Simmer a bit and then strain out all the pepper (or lavender or other herbs) and put back in the pan.

Add the lemon, sugar and pectin as instructed by your pectin manufacturer. I use Pomona's pectin - so I put the lemon juice & calcium water into the pot, and mix the pectin in with the sugar really well using a wire whisk before adding.  Then I follow the instructions for bringing back to temperature and testing for set.

Pour into hot jars and put the lids on and process in hot water bath.  Then, set the jars out to cool and wait for the sweet plink of success (some people skip hot water bath with jelly -- this isn't recommended by the folks at Ball but it's done often since the simmering jelly is hotter than boiling water anyway).

plum pepper jelly


ruchi said...

I would like to add that this is the BEST JAM I've ever eaten!!

Green Bean said...

Now THAT is what I'm talking about! I'm with Arduous - best jam ever. I just have one more request - would you come over here and make it for me?

Unknown said...

awesome, thanks for putting this up there, I think I will try making jam, what about amount of plums vs. how many jars you need?

Kale for Sale said...

I'm still dreaming of the plum and jalapeno combo.
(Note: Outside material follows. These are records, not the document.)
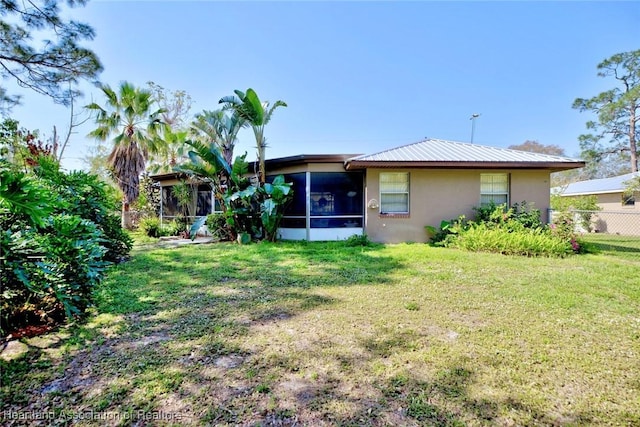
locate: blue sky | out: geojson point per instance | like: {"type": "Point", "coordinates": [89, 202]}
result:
{"type": "Point", "coordinates": [361, 77]}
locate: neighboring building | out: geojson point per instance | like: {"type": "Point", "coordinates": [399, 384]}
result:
{"type": "Point", "coordinates": [202, 204]}
{"type": "Point", "coordinates": [392, 195]}
{"type": "Point", "coordinates": [620, 210]}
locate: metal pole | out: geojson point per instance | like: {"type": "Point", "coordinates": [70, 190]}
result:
{"type": "Point", "coordinates": [473, 124]}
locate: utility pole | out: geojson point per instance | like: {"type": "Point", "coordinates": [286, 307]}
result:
{"type": "Point", "coordinates": [473, 118]}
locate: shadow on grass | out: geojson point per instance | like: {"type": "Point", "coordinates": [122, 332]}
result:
{"type": "Point", "coordinates": [612, 244]}
{"type": "Point", "coordinates": [178, 316]}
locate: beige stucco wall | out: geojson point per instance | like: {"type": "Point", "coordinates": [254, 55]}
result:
{"type": "Point", "coordinates": [436, 195]}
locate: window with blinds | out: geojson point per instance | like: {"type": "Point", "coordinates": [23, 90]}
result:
{"type": "Point", "coordinates": [394, 192]}
{"type": "Point", "coordinates": [494, 187]}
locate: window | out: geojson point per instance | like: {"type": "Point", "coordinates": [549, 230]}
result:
{"type": "Point", "coordinates": [628, 200]}
{"type": "Point", "coordinates": [494, 187]}
{"type": "Point", "coordinates": [394, 192]}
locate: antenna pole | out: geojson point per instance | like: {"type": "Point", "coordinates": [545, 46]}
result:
{"type": "Point", "coordinates": [473, 118]}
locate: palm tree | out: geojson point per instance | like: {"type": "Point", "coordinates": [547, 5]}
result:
{"type": "Point", "coordinates": [220, 128]}
{"type": "Point", "coordinates": [128, 116]}
{"type": "Point", "coordinates": [257, 114]}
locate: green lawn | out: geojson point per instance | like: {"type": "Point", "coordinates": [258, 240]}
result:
{"type": "Point", "coordinates": [322, 334]}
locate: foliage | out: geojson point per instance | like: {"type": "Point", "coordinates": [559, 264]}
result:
{"type": "Point", "coordinates": [248, 107]}
{"type": "Point", "coordinates": [439, 237]}
{"type": "Point", "coordinates": [86, 196]}
{"type": "Point", "coordinates": [494, 341]}
{"type": "Point", "coordinates": [514, 231]}
{"type": "Point", "coordinates": [148, 203]}
{"type": "Point", "coordinates": [128, 115]}
{"type": "Point", "coordinates": [219, 127]}
{"type": "Point", "coordinates": [566, 209]}
{"type": "Point", "coordinates": [46, 66]}
{"type": "Point", "coordinates": [152, 227]}
{"type": "Point", "coordinates": [536, 147]}
{"type": "Point", "coordinates": [217, 225]}
{"type": "Point", "coordinates": [358, 240]}
{"type": "Point", "coordinates": [58, 235]}
{"type": "Point", "coordinates": [248, 208]}
{"type": "Point", "coordinates": [523, 213]}
{"type": "Point", "coordinates": [175, 105]}
{"type": "Point", "coordinates": [615, 133]}
{"type": "Point", "coordinates": [512, 238]}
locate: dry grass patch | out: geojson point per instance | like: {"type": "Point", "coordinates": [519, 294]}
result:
{"type": "Point", "coordinates": [322, 334]}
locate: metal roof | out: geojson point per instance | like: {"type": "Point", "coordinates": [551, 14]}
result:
{"type": "Point", "coordinates": [615, 184]}
{"type": "Point", "coordinates": [442, 153]}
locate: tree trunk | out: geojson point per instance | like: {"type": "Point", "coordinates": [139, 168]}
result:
{"type": "Point", "coordinates": [127, 223]}
{"type": "Point", "coordinates": [632, 140]}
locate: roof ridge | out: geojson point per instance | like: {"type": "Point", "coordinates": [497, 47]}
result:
{"type": "Point", "coordinates": [465, 144]}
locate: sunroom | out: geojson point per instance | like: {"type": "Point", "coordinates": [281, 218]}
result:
{"type": "Point", "coordinates": [328, 202]}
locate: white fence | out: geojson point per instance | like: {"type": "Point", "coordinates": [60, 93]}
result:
{"type": "Point", "coordinates": [610, 222]}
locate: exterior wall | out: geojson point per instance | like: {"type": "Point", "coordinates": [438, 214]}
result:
{"type": "Point", "coordinates": [312, 233]}
{"type": "Point", "coordinates": [442, 194]}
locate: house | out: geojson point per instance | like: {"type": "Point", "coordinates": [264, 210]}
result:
{"type": "Point", "coordinates": [392, 195]}
{"type": "Point", "coordinates": [203, 201]}
{"type": "Point", "coordinates": [619, 214]}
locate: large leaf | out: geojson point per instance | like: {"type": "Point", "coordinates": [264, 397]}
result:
{"type": "Point", "coordinates": [193, 231]}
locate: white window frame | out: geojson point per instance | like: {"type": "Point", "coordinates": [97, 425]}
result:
{"type": "Point", "coordinates": [493, 193]}
{"type": "Point", "coordinates": [383, 193]}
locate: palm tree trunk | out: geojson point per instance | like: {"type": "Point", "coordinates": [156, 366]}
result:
{"type": "Point", "coordinates": [126, 223]}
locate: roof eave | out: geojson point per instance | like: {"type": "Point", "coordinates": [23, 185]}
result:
{"type": "Point", "coordinates": [553, 166]}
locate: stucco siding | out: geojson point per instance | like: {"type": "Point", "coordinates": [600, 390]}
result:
{"type": "Point", "coordinates": [436, 195]}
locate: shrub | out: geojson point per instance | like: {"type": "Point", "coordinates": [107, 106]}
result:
{"type": "Point", "coordinates": [150, 226]}
{"type": "Point", "coordinates": [358, 240]}
{"type": "Point", "coordinates": [513, 240]}
{"type": "Point", "coordinates": [448, 230]}
{"type": "Point", "coordinates": [517, 230]}
{"type": "Point", "coordinates": [58, 235]}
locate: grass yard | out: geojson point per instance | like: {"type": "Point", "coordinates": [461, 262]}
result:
{"type": "Point", "coordinates": [322, 334]}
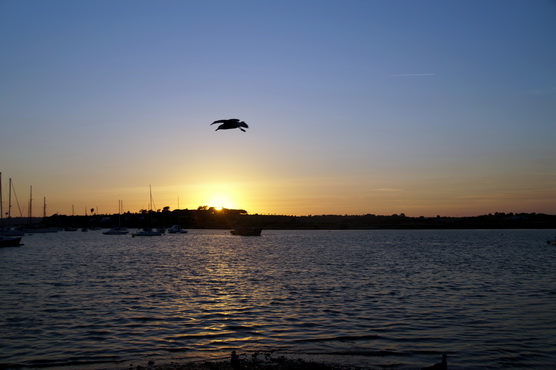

Five stars!

Jenn said...

Now, the difference between jelly & jam is that jelly is strained and jam has all the fruit in it.

If you want to make jam - you cut out the pits and try to remove most of the skin and cook down the pulp.

The amount of pectin and depends on the amount of plums you cook down -- read the manufacturer's directions. If you have 8 cups of plums and add 2 cups of sugar and 1/2 c lemon juice (for example) with your pectin, you're going to end up with somewhere around 9 cups of product -- that would be 9 8 oz jars, give or take.

You just have to buy some jars, cook down the plums, measure then figure out how much pectin and sugar to and estimate from there.